Etkinlikte yapılan sunumlarda, zorunlu askerlik tartışmasının Almanya’nın küresel (emperyalist) askeri rolünü genişletme planlarının ayrılmaz bir parçası olduğunun altı çizildi. Konuşmacılar, “Almanya’nın ‘dünya çapında sorumluluk’ almak istediği” söyleminin, aslında emperyalistler arası rekabette kaybettiği pazar payını ve nüfuzu geri kazanma çabasının bir paravanı olduğunu vurguladı.

   Bu bağlamda, Ukrayna’daki savaşın bu yeni agresif dış politikayı ve militarizasyon dalgasını meşrulaştırmak için bir fırsat olarak kullanıldığı ifade edildi.

Silah Sanayii ve Çıkar Temelli Militarist İlişkiler

Sunumlarda, militarizmin sadece bir güvenlik politikası değil, aynı zamanda derin bir ekonomik çıkar modeli olduğunun altı çizildi. Rheinmetall, Airbus veya ThyssenKrupp gibi silah sanayii devlerinin hisse senetlerinde ve kârlarında yaşanan rekor artışlar örnek gösterilerek, savaş ve gerilim ortamının doğrudan bu şirketlerin kâr hanesini beslediği aktarıldı.

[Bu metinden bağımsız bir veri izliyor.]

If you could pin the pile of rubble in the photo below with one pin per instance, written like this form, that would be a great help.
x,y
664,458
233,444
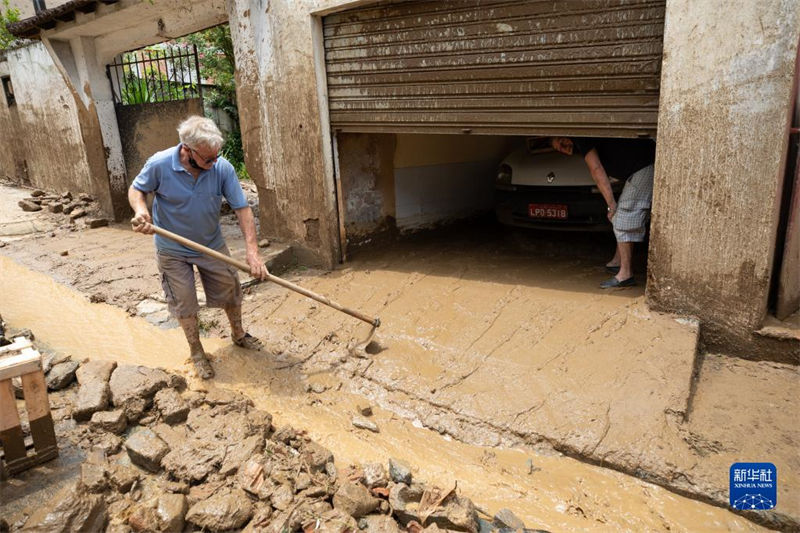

   Bir konuşmacı, “Zorunlu askerlik tartışmasının arkasında, bu dev şirketlerin hisse değerlerini ve gelecek projeksiyonlarını garanti altına alma ihtiyacı yatıyor” yorumunu yaptı. Bu durumun, tekelci sermaye sınıfının çıkarları uğruna gençlerin hayatlarının riske atılması anlamına geldiği vurgulandı.

Öldü Derken Dirilen NATO’nun Genişleme Stratejisi ve Almanya’nın Öncü Rolü

Etkinlikte, Almanya’daki bu hamlenin NATO’nun genişlemeci ve saldırgan stratejisinden bağımsız düşünülemeyeceği konusunda hemen hemen ortak fikirde olunduğu görüldü.

   Konuşmacılar, Almanya’nın, ABD’nin ardından ittifakın en büyük ikinci ordusu olma yolunda hızla ilerlediğini ve Avrupa’daki en sadık müttefik olarak “NATO’nun Doğu’ya genişleme stratejisinin öncü gücü” haline geldiğini belirtti. Zorunlu askerliğin, bu saldırgan stratejide “iç cephedeki” insan kaynağını garanti altına alma aracı olduğu ifade edildi.

   Bu sürecin, toplumda “Rusya tehdidi” algısıyla meşrulaştırılmaya çalışıldığı, oysa asıl amacın pazar ve hammadde rekabeti olduğu dile getirildi.

Savaş Bütçelerinin Tırmanışı ve Sosyal Harcamaların Kısılması

Etkinlikte konuşanlar, savaş bütçelerindeki tırmanışa dikkat çekerek, 100 milyar euroluk “özel fon” ve savunma harcamalarının GSMH’nin %2’sine çıkarılması hedefinin, toplumsal refahı hedef alan bir saldırı olduğunu vurguladı.

   “Bu paralar sosyal konutlara, eğitime, sağlığa, iklim adaleti için dönüşüme ayrılsaydı” temelinde gelişen eleştiriler, katılımcılar tarafından ortaklaşılan noktalardı. Bir sunumcu, “Silahlanmaya ayrılan her Euro, toplumsal ihtiyaçlardan, emekçilerin alın terinden, gençlerin geleceğinden çalınmıştır” şeklinde konuştu.

Sonuç: Barış Mücadelesi İçin Örgütlü Direniş Çağrısı

Siegen’da düzenlenen bu panel, Almanya’nın zorunlu askerlik planlarının arkasındaki gerçek nedenleri teşhir etmek ve buna karşı çıkacak bir kamuoyu oluşturmak amacıyla düzenlenmişti. Etkinlik, bu anlamıyla düşünüldüğünde katılımcılar ve konuşmacılar nezdinde bu amaca ulaştı.

   Yapılan sunumlar ve ardından gelen canlı tartışmalar, konunun teknik ya da geçici bir ayrıntı değil, emperyalist politikaların hayati bir unsuru olduğunu ortaya koydu.